Mr. Speaker, I am sure there are more people across the country watching the debate and listening to the speakers than we have had in a long time.
At the outset I want to make it abundantly clear to everyone in the House that I do not want, in my actions, to hurt any one individual within my party or within the government party. It is not in my nature to be spiteful or hateful. Whatever an hon. member chooses to do with his or her vote on the bill is all right with me. However I do not want anyone coming back and saying that what he or she selected to do hurt them. Let us make it clear that this is a free vote on the bill.
I was really disturbed after reading the press reports on the bill. The press has made fun of this institution and of members of parliament and, in doing so, have made fun of me to the point of being incompetent, not being able to accomplish anything and not doing anything. That does not serve the House at all and it does not serve the country one little bit.
Let me relate what amounts to a day's work for me. My office door in Ottawa opens at 7.30 every morning and the average time that office door closes is 9.30 at night. The press does not report on that. The press does not report that in the last two weeks I attended four different committee meetings. The press does not report that I leave here on a Friday night and finally get home in the wee hours of Saturday morning to wake up at 6 a.m. so I can get to a special event that has been organized. The press does not report on that.
The comments I have read about people in the House who were elected just like I was are irresponsible. Yes, there are people here not doing their jobs. There are always people in the House not doing their jobs but they are few. We should not all be branded by the press as being totally incompetent.
When I was elected to this institution in 1997 I was asked to serve my constituents. I was born only 40 miles from the town in which I now live. I know most of the people in my constituency by their first names. Four years later, last November, those same people, I like to think because of the service I provided to them, increased my vote by 23%. They did that because of the work we have to do to be professional members of parliament.

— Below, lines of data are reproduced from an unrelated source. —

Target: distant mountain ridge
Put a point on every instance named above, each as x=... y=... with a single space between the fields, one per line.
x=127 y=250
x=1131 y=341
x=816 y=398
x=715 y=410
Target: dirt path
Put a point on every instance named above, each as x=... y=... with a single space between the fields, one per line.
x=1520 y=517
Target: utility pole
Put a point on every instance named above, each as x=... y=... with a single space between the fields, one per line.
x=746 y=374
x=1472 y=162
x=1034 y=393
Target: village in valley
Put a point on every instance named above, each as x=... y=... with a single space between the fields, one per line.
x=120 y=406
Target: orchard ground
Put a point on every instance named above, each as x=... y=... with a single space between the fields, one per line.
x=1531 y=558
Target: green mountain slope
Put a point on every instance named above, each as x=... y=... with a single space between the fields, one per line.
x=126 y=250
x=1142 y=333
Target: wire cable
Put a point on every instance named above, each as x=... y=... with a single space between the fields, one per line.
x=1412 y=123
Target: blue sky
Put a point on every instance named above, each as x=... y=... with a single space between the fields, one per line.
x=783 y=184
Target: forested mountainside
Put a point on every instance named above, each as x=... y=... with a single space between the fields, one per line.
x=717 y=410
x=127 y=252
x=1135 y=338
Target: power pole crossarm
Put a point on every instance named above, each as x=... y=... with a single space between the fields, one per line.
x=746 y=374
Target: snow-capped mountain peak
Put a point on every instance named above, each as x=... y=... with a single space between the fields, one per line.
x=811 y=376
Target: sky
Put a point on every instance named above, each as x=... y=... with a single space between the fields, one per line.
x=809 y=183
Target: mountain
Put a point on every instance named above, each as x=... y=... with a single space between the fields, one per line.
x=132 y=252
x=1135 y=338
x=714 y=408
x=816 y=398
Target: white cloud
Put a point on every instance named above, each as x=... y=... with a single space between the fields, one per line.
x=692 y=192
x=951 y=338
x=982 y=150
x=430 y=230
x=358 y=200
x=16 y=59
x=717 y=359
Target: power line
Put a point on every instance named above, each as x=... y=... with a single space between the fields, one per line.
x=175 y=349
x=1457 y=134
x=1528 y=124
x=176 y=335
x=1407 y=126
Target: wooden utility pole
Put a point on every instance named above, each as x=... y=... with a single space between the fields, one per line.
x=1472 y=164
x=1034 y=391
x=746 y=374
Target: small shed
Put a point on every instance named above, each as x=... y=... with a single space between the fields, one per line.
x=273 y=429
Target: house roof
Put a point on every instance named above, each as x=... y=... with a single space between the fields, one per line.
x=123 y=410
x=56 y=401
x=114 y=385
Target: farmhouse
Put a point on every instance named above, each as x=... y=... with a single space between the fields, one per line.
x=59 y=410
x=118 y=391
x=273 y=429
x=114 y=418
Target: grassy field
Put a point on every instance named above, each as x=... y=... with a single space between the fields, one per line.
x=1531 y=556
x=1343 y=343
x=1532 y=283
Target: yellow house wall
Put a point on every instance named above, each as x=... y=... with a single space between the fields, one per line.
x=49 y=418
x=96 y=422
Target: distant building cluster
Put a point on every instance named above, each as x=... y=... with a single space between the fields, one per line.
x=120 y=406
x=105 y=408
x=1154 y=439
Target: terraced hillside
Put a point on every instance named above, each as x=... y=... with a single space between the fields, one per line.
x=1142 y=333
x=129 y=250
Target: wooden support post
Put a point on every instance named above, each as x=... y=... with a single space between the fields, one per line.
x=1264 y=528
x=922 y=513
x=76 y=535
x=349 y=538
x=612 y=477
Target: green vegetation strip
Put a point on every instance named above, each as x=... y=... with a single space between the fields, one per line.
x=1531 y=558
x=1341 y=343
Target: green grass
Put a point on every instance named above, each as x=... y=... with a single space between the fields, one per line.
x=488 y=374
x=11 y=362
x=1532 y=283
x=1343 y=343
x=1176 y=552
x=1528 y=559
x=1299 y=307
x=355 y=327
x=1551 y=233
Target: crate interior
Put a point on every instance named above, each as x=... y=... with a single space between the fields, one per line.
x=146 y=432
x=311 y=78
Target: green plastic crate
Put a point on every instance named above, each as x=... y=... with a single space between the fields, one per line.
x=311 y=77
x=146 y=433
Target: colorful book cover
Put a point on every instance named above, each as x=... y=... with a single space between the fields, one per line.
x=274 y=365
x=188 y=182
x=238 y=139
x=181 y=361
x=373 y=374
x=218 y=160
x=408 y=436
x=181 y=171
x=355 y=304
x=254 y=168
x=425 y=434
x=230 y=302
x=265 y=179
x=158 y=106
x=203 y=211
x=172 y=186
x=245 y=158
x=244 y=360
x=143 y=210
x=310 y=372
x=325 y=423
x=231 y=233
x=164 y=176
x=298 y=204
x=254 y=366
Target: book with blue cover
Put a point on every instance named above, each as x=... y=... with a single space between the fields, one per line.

It bothers me to be intimidated by those saying if we do not vote for this we are not as good as those who would vote for it. I come from an area where I have spent all but 12 to 13 years of my professional career. I watched communities across my rural area go from booming institutions downhill to a point where I can take a given area in a 50 mile radius where there is not one new housing start. I have watched paved highways being turned into gravel roads. I have watched farming people trucking their grain 80 miles in one direction.
We have before us a bill. I am very proud to say that the most important people in my career, aside from my wife, are my constituents. I listen to them everyday through phone calls, letters, e-mails and so on.
There are three main reasons I will be voting the way I will on the bill. Three young couples live within the same block: Deb and Rob, Marlo and Audrey, Carl and Penny. They each have two children with both mom and dad working. They are finding it tough to make ends meet. Can one imagine my voting for a raise up to $130,000, going back to talk to them and their kids, and their having the same respect for me as they did previously? I do not believe so.
Can one imagine my going to hundreds of poor people who have come to my office to show after they have completed their income tax and paid their rent how much money they have left to buy their food, fuel and medicine? I do not believe so.
I know some of colleagues will be able take this pay raise to their constituencies and very little will be said. I know people who have said that I would crazy not to take it because people will forget about it in six months. I am reminded of the statement from Shakespeare:
This above all: to thine own self be true, And it must follow, as the night the day, Thou canst not then be false to any man.
When I go out to the agricultural community I know very well that the average net income of farmers in my constituency last year was $7,500. That means a lot of them went into the hole. I know that some of them have had negative income for three years in a row and do not see any future. Currently there is a drought over half of my constituency. No, I could not go home to face the people who elected me. For that reason I cannot support the bill.
I probably have more reason to support the bill than most people because this September I will have a balanced portfolio. I will have four grandchildren in university. I did not come here to make a lot of money. I am not used to being rich. I am a very common, ordinary individual. I will not support a bill that would absolutely be a slap in the face to 65% of the people who put their X beside my name.
I will not quarrel and make animosity with any member on this side or that side of the House. We will still be friends, but I hope those people watching this debate understand my position. Maybe we should all think twice before we walk away with that amount of money.